Figure 9. Effect of control anti-Nogo (non function-blocking) antibody 6D5 on Aβ secretion from SHSY5Y-APPwt cells

Figure 10. Effect of control anti-Nogo (non function-blocking) antibody 6D5 on Aβ secretion from SHSY5Y-APPswe cells

Figure 11. Function-blocking anti-Nogo A monoclonal antibody 2A10 inhibits Aβ secretion from SHSY5Y-APPwt cells

Figure 12. Function-blocking anti-Nogo A monoclonal antibody 2A10 inhibits Aβ secretion from SHSY5Y-APPswe cells

Figure 13. Function-blocking anti-Nogo A monoclonal antibody 2C4 inhibits Aβ secretion from SHSY5Y-APPwt cells

Figure 14. Effect of anti-Nogo A static culture antibody preparations and additional control antibodies on Aβ secretion from SHSY5Y-APPwt cells. 2A10, 2C4 and 15C3 are the static culture antibodies. All others are BR (Bioreactor) purified controls or commercially available controls.
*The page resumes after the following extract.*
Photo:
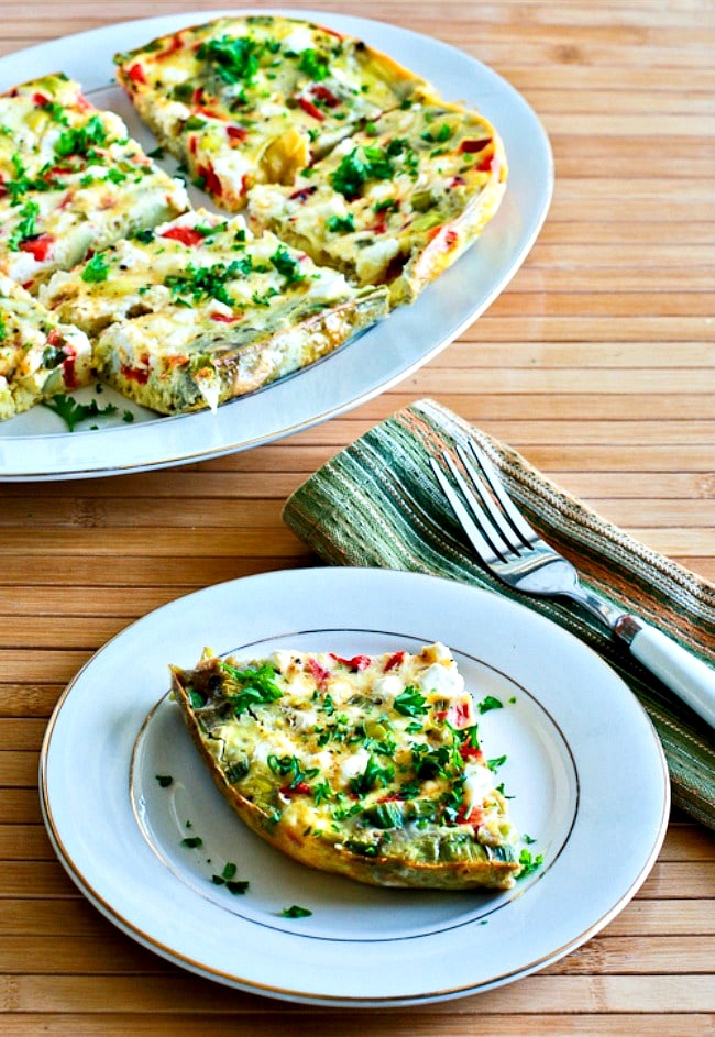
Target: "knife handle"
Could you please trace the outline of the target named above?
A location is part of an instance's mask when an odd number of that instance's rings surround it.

Figure 15. Increased NogoA expression elevates Aβ levels in a dose-dependent manner. The Y axis of the graph is % increase of Aβ40. The X-axis shows the increasing concentration of myc-tagged NogoA cDNA. Above the graph is a gel showing the increased amount of NogoA protein expression as shown by western blotting using an anti-NogoA antibody.